I’m no economist, and definitely not a rabid free-marketeer, but I do think there are limits on what government can and should impose when it comes to regulating goods and services. Human nature says that people are willing to pay to indulge a habit or vice, but there’s usually a limit to that willingness. If New York City is, as the editorial says, seeing the buying and selling of tobacco on the street just like illegal drugs, then it’s safe to say a tipping point has been reached.

Taxes have reached such a level that there is incentive to skirt around the law, turning normally law-abiding citizens into low-level criminals. Furthermore, despite rhetoric that cigarette taxes go to funding worthy causes such as health care for the uninsured, smokers are more inclined to rebel and somehow avoid the increased cost. They don’t buy the line that their smoking supports the general welfare of someone else. In addition, they don’t see why only they have to pay for it.

Nevertheless, sin-tax revenue still brings in plenty of money, but too often projected revenues of a new or increased tax ignore very simple economics: price something too high, and sales will fall. As with gasoline, consumers who can’t afford higher prices will look at ways to cut their consumption (or get it in illegal ways), and both profits and tax revenues fall accordingly. Governments that thought they had a goldmine in cigarette smokers—and that raised taxes with a subtext of “We’ll punish you for that filthy habit, ha ha!”—are left scrambling to cover revenue shortfalls.

Prohibition was sold as a way to clean up and moralize America, but instead it led to a sharp rise in organized crime. Today we have a government doublespeak of encouraging smoking cessation but counting on the sin tax money to keep rolling in, and now cigarettes are heading underground and off the books. It’s the same absurdity of legislating “morality,” but this time it’s the government trying to profit from it.

And really, can there be any good in a program for some citizens being dependent on the unhealthy habits of others? Seems to me there’s a karmic lesson in that!

Legislating Morality

To expand upon your point regarding the inherent problems with the legislation of morality, we can also look that the problems with prostitution and the "drug war."

Nevada, where prostitution is legal in much of the state, has the lowest incidence of AIDS among sex-workers in the nation. Prostitution is taxed and regulated providing a safe environment for the prostitutes and their clients, as well as a tax base large enough to eliminate the need for a state income tax.

The prohibition against alcohol led to a dramatic increase in organized crime and turned otherwise law-abiding citizens into petty criminals as they refused to give up their liquor and continued to seek it out through illegal means. Similarly, the illegality of drugs has created an increasingly violent criminal class. Making drugs legal would eliminate so much of the violence of the drug trade.

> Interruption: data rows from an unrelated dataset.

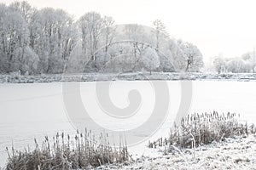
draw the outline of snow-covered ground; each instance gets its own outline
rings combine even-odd
[[[143,156],[126,165],[104,166],[104,169],[255,169],[256,136],[226,139],[220,143],[202,145],[195,150],[163,150],[157,156]],[[194,156],[195,153],[195,156]]]
[[[256,73],[178,73],[178,72],[124,72],[116,73],[83,73],[20,76],[18,74],[0,75],[0,83],[37,83],[61,82],[94,82],[109,80],[237,80],[255,81]]]
[[[81,97],[84,102],[86,103],[94,96],[95,83],[80,83]],[[127,93],[133,88],[141,89],[143,103],[151,102],[154,93],[150,92],[152,89],[148,82],[117,81],[113,83],[110,97],[113,103],[117,105],[125,106],[129,104],[126,98]],[[175,116],[180,105],[179,81],[169,81],[167,84],[170,90],[170,114],[152,139],[167,135],[173,121],[172,117]],[[241,114],[241,121],[256,122],[256,82],[193,81],[192,84],[193,99],[189,112],[212,110],[236,112]],[[28,144],[33,147],[34,138],[42,141],[44,135],[51,137],[56,132],[74,133],[75,129],[66,113],[61,82],[3,83],[0,84],[0,167],[4,166],[7,159],[6,146],[11,147],[13,144],[16,149],[22,150]],[[138,122],[143,122],[148,116],[147,114],[150,114],[150,111],[148,113],[147,110],[150,107],[144,109],[146,114],[138,116]],[[101,119],[101,117],[98,118]],[[109,128],[119,128],[117,123],[113,123],[111,120],[104,119],[103,122],[107,122],[106,126]],[[136,126],[136,123],[126,123],[123,128],[128,128],[130,126]],[[151,125],[154,126],[154,122]],[[86,122],[84,122],[84,127],[86,127]],[[90,128],[90,126],[87,128]],[[144,133],[144,135],[150,133],[150,132]],[[142,132],[135,132],[132,135],[134,138],[145,138]],[[136,155],[139,156],[142,154],[145,156],[151,156],[152,153],[145,147],[146,144],[148,143],[144,142],[130,147],[131,153],[134,156]]]

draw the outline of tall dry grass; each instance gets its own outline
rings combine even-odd
[[[24,151],[8,150],[9,159],[6,169],[88,169],[105,164],[120,163],[129,161],[127,146],[119,144],[112,147],[108,133],[101,133],[98,139],[91,131],[80,133],[77,131],[74,139],[57,133],[53,138],[53,144],[46,136],[39,146],[35,139],[36,147]]]
[[[168,138],[160,138],[150,142],[148,147],[177,146],[180,148],[194,148],[200,144],[207,144],[212,141],[220,141],[233,136],[255,133],[254,125],[250,127],[247,122],[239,122],[239,115],[236,113],[192,114],[182,118],[179,125],[174,124]]]

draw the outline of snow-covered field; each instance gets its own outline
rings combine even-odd
[[[81,97],[86,102],[95,94],[96,82],[81,82]],[[166,122],[152,138],[167,134],[172,125],[173,115],[179,107],[181,99],[179,81],[167,82],[170,90],[169,116]],[[148,85],[147,85],[148,84]],[[235,81],[193,81],[193,99],[189,112],[236,112],[241,114],[241,121],[256,122],[256,82]],[[146,88],[145,88],[146,87]],[[150,87],[148,82],[117,81],[110,90],[113,103],[124,106],[127,105],[127,89],[143,89],[143,103],[150,103]],[[148,90],[148,92],[147,91]],[[122,94],[122,92],[125,92]],[[72,93],[69,92],[69,93]],[[34,138],[40,141],[44,135],[49,137],[56,132],[73,133],[65,109],[62,98],[62,85],[53,83],[14,83],[0,84],[0,167],[3,166],[7,154],[5,147],[12,144],[19,150],[33,147]],[[149,97],[148,97],[149,96]],[[144,99],[143,99],[144,97]],[[143,100],[144,99],[144,100]],[[148,108],[150,109],[150,108]],[[138,116],[137,121],[143,122],[146,114]],[[150,112],[148,112],[150,114]],[[98,117],[100,118],[100,117]],[[101,120],[100,120],[101,121]],[[106,126],[117,128],[117,124],[108,122]],[[108,122],[109,122],[108,124]],[[86,122],[84,122],[86,127]],[[131,124],[136,126],[136,122]],[[127,128],[131,124],[127,123]],[[152,122],[154,126],[154,122]],[[90,126],[89,126],[90,128]],[[99,130],[99,129],[93,129]],[[150,132],[145,132],[146,134]],[[134,133],[134,138],[144,138],[142,132]],[[152,154],[144,146],[147,142],[130,148],[133,156],[149,156]]]

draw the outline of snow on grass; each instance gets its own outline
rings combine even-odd
[[[135,80],[237,80],[255,81],[254,73],[179,73],[179,72],[124,72],[81,73],[57,75],[0,75],[0,83],[36,83],[61,82],[135,81]]]
[[[156,149],[155,149],[156,150]],[[160,149],[157,149],[160,150]],[[164,150],[164,149],[162,149]],[[161,150],[163,151],[163,150]],[[256,135],[225,139],[195,149],[166,156],[146,156],[129,165],[112,165],[105,169],[255,169]]]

It would also allow for the regulation and taxation of drugs (just like alcohol is today) drastically reducing injuries and deaths from bad or fake drugs as well as providing another source of government revenue.

Just as alcohol can be abused, drugs and the sex trade can be as well. The issues surrounding the abuse are much easier to deal with when they are legally out in the open rather than hidden behind the veil of criminality.